“Si può senz’altro ritenere dimostrato” sulla base degli atti e dell’udienza preliminare che le investigazioni abbiano permesso di “disvelare una complessa, continuativa e insistita attività illecita legata al delicato tema degli affidi di minorenni, di competenza dell’Unione Comuni Val d’Enza”. Attività delittuose “svolte anche in forma concorsuale, da parte di alcuni degli imputati”. È quanto scrive il Gup di Reggio Emilia Dario De Luca motivando la sentenza di ‘Angeli e Demoni’ che ha condannato a 4 anni in abbreviato lo psicoterapeuta Claudio Foti per abuso d’ufficio e lesioni gravissime, mentre 17 persone sono rinviate a giudizio. Foti è stato assolto dalla frode processuale perché “non vi sono elementi dai quali poter ricavare con certezza il suo intento consapevolmente ingannatorio” del ctu e del giudice minorile.
Nel motivare la sussistenza dell’abuso d’ufficio, il giudice scrive che il servizio di psicoterapia venne affidato “di fatto” dall’Unione Comuni Val d’Enza alla Sie Srl/Hansel&Gretel, facente capo a Foti, “in spregio alle specifiche regole di condotta contenuta nelle normative in materia”. Senza dubbio, per il giudice di Reggio Emilia, Foti, concorrente esterno del reato, partecipò attivamente alla realizzazione di questo affidamento che gli ha consentito di “procurarsi un ingiusto vantaggio patrimoniale”. Un reato di cui risponde, in concorso, anche il sindaco di Bibbiano Andrea Carletti, rinviato a giudizio. Il vantaggio per Foti è consistito, riassume il gup, nella percezione indebita di denaro pubblico, fatturando il prezzo di 135 euro per ogni seduta oltre che nell’utilizzo dei locali de ‘La Cura’ (struttura pubblica) senza averne titolo, locali ai quali invece gli psicoterapeuti della Onlus Hansel e Gretel avevano libero e incondizionato accesso. Il giudice parla anche di “cervellotico, certamente inusuale”, sistema attraverso cui veniva retribuita la psicoterapia, cioè con fatture per le sedute emesse nei confronti delle famiglie affidatarie, che pagavano alla Sie srl il corrispettivo indicato, ricevendo poi dal servizio sociale un contributo mensile maggiorato del costo sostenuto per la terapia. Per il giudice Foti era “certamente e pienamente consapevole dell’illegittimità del servizio di psicoterapia”, dei prezzi praticati per ogni seduta e “della stranezza del meccanismo ideato per i pagamenti”.
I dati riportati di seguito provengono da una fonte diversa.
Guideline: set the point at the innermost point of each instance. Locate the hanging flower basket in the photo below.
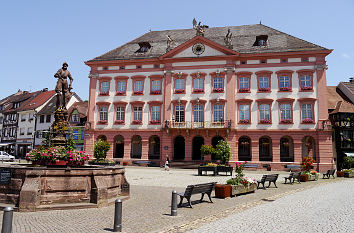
(222, 190)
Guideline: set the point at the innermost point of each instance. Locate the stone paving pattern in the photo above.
(327, 208)
(148, 209)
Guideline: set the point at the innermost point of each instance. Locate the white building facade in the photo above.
(261, 90)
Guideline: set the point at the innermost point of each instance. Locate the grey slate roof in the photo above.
(243, 38)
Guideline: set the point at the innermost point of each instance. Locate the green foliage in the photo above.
(348, 162)
(207, 150)
(101, 148)
(223, 151)
(306, 164)
(70, 143)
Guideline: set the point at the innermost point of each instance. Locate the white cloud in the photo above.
(346, 56)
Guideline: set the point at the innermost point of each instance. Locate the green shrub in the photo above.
(223, 151)
(100, 150)
(207, 150)
(348, 162)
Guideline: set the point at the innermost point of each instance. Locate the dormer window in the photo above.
(144, 47)
(261, 40)
(16, 105)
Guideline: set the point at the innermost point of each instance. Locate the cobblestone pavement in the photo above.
(327, 208)
(148, 208)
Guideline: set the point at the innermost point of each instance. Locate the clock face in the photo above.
(198, 48)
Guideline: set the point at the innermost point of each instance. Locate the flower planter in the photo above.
(222, 190)
(340, 174)
(313, 177)
(304, 177)
(241, 189)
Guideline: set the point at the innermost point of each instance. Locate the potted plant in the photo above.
(207, 151)
(340, 173)
(241, 184)
(223, 151)
(222, 190)
(348, 173)
(101, 148)
(306, 166)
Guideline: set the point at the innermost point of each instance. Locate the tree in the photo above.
(223, 151)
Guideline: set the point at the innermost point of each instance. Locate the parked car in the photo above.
(4, 156)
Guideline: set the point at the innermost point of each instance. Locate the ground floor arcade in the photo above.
(262, 147)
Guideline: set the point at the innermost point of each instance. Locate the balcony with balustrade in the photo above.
(197, 125)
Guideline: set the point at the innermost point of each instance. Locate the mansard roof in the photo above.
(243, 39)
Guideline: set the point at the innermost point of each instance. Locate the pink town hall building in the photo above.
(166, 93)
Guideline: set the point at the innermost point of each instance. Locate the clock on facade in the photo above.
(198, 48)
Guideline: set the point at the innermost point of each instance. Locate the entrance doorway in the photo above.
(119, 147)
(197, 144)
(179, 148)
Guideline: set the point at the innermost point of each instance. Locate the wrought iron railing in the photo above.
(198, 125)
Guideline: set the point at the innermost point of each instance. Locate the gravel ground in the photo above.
(327, 208)
(148, 209)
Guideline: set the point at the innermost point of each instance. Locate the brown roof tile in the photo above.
(243, 39)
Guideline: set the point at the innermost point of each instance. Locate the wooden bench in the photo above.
(224, 169)
(292, 176)
(329, 173)
(249, 165)
(142, 162)
(205, 169)
(292, 167)
(272, 178)
(205, 188)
Per quanto riguarda il reato di lesioni volontarie gravi ai danni di una minore, il giudice scrive che con l’utilizzo “improprio” della Emdr, la cosiddetta macchina dei ricordi e con il progredire della terapia non solo si instillò in una minorenne “il ricordo dell’abuso, ma anche il dubbio che a perpetrare tale violenza potesse essere il padre”. Si sarebbero generati, così, in lei una “grandissima sofferenza e un fortissimo disagio” tali da condurla, nel 2018, “completamente fuori controllo”. “Quello che poteva e doveva essere un aiuto e una cura”, cioè la terapia “si è rivelato invece causa di ulteriore sofferenza”. Secondo il giudice “è innegabile che sia riuscito a alterare lo stato psicologico della minore convincendola della malignità del padre” e questa condotta, reiterata nel tempo, ha provocato in lei disturbo di personalità borderline e disturbo depressivo con ansia, accertati dal consulente tecnico del pm. A fronte “dei numerosi eventi sfavorevoli che hanno segnato la crescita” della ragazzina “la psicoterapia, che avrebbe potuto e dovuto trattare questi eventi si è invece esclusivamente concentrata sull’emersione del tema dell’abuso, andando da un lato a generare la grandissima sofferenza interiore legata alle rivelazioni indotte sul padre e dall’altro a far progredire il disagio della ragazza relativamente a tutti gli altri eventi non trattati dalla psicoterapia”.
Lo psicoterapeuta Foti, conclude il giudice, “non solo non ha mai mostrato segni di resipiscenza, ma ha costantemente tenuto un comportamento processuale ampiamente censurabile”. In particolare il giudice segnala che l’imputato tentò di ingannarlo producendo il video di una seduta di psicoterapia “verosimilmente di novembre 2016, spacciandola per una di aprile 2016“. La scorretta collocazione temporale sarebbe stata volta a accreditare, “con tale deprecabile espediente” la tesi difensiva secondo cui una minorenne “autonomamente e a prescindere dall’intervento dello psicoterapeuta già vedeva il padre come una figura abusante”.